Afgelopen zaterdag had ik mijn laatste schilderles. En wat vond ik er nu van? Ga ik volgend jaar door, zoals een aantal cursisten te kennen gaven en dat het zo leuk zou zijn als er velen in september door zouden gaan. Ik zei dat ik de zomer er eens over heen zou laten gaan en het nog niet wist.

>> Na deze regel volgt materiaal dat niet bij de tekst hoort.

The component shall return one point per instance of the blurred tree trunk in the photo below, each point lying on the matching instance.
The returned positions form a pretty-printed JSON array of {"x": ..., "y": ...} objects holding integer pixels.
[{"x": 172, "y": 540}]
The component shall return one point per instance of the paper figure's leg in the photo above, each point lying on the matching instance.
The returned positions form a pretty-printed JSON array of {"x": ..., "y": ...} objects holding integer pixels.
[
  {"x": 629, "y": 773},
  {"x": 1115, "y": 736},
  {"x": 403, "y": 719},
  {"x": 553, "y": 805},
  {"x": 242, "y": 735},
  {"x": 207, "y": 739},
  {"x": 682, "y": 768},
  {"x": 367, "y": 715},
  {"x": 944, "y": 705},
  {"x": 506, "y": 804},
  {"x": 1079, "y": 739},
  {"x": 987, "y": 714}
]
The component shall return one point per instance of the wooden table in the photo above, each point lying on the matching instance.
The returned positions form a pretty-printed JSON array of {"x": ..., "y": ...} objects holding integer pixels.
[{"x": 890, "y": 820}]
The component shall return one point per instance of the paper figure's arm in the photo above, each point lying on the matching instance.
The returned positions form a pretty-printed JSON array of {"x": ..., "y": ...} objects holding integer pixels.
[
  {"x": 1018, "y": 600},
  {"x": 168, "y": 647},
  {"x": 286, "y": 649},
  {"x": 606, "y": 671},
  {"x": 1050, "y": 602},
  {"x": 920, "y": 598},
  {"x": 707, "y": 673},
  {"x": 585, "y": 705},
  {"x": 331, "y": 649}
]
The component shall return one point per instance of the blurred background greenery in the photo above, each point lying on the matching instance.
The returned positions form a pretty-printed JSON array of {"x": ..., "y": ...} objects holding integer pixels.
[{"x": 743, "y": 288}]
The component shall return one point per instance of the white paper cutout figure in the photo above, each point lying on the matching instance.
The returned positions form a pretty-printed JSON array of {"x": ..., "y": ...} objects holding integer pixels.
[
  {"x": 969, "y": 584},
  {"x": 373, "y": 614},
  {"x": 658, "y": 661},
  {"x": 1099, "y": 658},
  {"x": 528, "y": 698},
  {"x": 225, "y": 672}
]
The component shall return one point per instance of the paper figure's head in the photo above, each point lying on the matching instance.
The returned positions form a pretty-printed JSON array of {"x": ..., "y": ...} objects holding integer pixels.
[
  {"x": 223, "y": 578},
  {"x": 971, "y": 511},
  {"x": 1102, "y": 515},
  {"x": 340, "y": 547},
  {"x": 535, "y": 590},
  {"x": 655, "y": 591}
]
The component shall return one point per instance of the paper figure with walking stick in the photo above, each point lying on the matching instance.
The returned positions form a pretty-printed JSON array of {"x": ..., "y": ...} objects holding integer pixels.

Ja, ik heb er wel van alles geleerd: met houtskool, acrylverf, olieverf en waterverf werken. De verschillende eigenschappen daarvan en het verschil in techniek dat dit oplevert. Behartenswaardig om toe te gaan passen. In de winter deed ik dat ook en beleefde genoeglijke uurtje tegen de verwarming, in een kamertje boven. Maar nu is het zomer en dan komt het er niet van. Al ga ik wel, al kamperend, mijn waterverfsetje weer meenemen en een aquarelpapierblokje kopen.
Maar moet je daarvoor dan nog op cursus? Die laatste keer zei ik tegen B. de docent, die kwam kijken dat ik 'even lekker aan het kliederen' was. Maar ik herken wel jouw hand erin, zei hij. Bij de nabespreking beperkte hij zijn commentaar dat, door ook rood te gebruiken, er warmte in de schildering zat ondanks de vele groene kleuren. Het was van een fotootje van Bali: rijstvelden met water tot de horizon. Ik vind het mooi! riep een cursist. Ja, ik ook, zei B. 'Je schildert lekker vrij', zei een ander, die nog eens van dichtbij ging kijken.
Als ik eenmaal bezig ben, vind ik het heerlijk om te doen. Je komt in een soort roes. Ik ben géén type om maanden met hetzelfde bezig te zijn, heb niks met modellen, mensen zullen er bij mij niet verschijnen, ik ben géén realistische tekenaar of schilder. Het gaat me om de sfeer en de kleur en een soort ritme wat ik ontwaar in de dingen die ik zie.